C. Dietrich, C. Rossow, F. Freiling, H. Bos, M. van Steen, N. Pohlmann:
“On Botnets that use DNS for Command and Control”,
Proc. European Conf. Computer Network Defense (EC2ND 2011),
We document reverse engineering efforts on a botnet that uses the Domain Name System (DNS) protocol as the prior mechanism for command and control. Based on our insights, we discuss challenges when using DNS as botnet C&C and design a classification method that can detect such malicious botnet C&C in real network traffic.
In addition, we provide a technique for the classification of malware samples based on their DNS traffic and behavior.
A botnet is a set of computers that are infected with a specific malicious software that allows these computers to be remote controlled via protocols like IRC or HTTP. Botnets have become one of the biggest security issues
on the Internet imposing a large variety of threats to Internet users. Therefore, organizations have keen interest to keep the number of bot infections low. Since the remote command and control channel (C&C) is a defining characteristic of botnets, techniques have been developed to detect bot infections by identifying the C&C network traffic. This has been (partly) successful, e.g. for IRCbased  or HTTP-based botnets . After detection, the infected host may be put into quarantine or even disinfected.

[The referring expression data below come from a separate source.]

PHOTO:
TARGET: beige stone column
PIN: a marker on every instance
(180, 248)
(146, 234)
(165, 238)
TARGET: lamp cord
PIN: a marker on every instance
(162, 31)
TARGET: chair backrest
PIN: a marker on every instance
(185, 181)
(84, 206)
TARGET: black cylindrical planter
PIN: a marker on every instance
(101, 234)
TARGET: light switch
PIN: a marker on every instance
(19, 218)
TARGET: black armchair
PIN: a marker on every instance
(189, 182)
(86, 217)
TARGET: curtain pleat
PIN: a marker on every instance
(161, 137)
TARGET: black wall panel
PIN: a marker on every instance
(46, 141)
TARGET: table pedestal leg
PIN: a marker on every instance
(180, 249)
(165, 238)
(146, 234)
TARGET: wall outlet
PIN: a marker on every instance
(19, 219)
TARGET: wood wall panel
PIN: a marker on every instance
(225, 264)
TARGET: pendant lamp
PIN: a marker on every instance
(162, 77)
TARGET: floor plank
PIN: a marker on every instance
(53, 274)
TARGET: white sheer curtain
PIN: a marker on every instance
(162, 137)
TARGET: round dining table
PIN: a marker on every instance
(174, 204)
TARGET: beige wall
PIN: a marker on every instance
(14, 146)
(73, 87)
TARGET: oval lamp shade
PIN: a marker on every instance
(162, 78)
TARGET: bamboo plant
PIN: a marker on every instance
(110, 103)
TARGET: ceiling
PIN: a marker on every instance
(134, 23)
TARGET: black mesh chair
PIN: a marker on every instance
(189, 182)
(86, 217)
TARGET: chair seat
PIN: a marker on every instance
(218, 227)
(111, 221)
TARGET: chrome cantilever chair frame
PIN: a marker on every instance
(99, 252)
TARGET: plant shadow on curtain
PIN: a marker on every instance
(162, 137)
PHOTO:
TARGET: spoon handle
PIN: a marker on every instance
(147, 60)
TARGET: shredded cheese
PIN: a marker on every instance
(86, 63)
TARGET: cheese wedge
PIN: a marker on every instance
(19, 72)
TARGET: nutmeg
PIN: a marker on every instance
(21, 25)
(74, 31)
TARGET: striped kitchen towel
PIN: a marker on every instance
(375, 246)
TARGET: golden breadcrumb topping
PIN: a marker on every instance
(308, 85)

Advances in malware research have challenged botnet operators to improve the resilience of their C&C traffic. Partly, this has been achieved by moving towards decentralized structures (like P2P) or by otherwise obfuscating and even encrypting communication [2, 3, 7, 8, 13, 14]. This makes it harder for researchers to distinguish malicious from benign traffic, albeit not impossible. It was only a question of time when botnets would use communication that was theoretically even harder to detect, namely the use of covert channels, i.e. communication channels that were not intended for communication at all.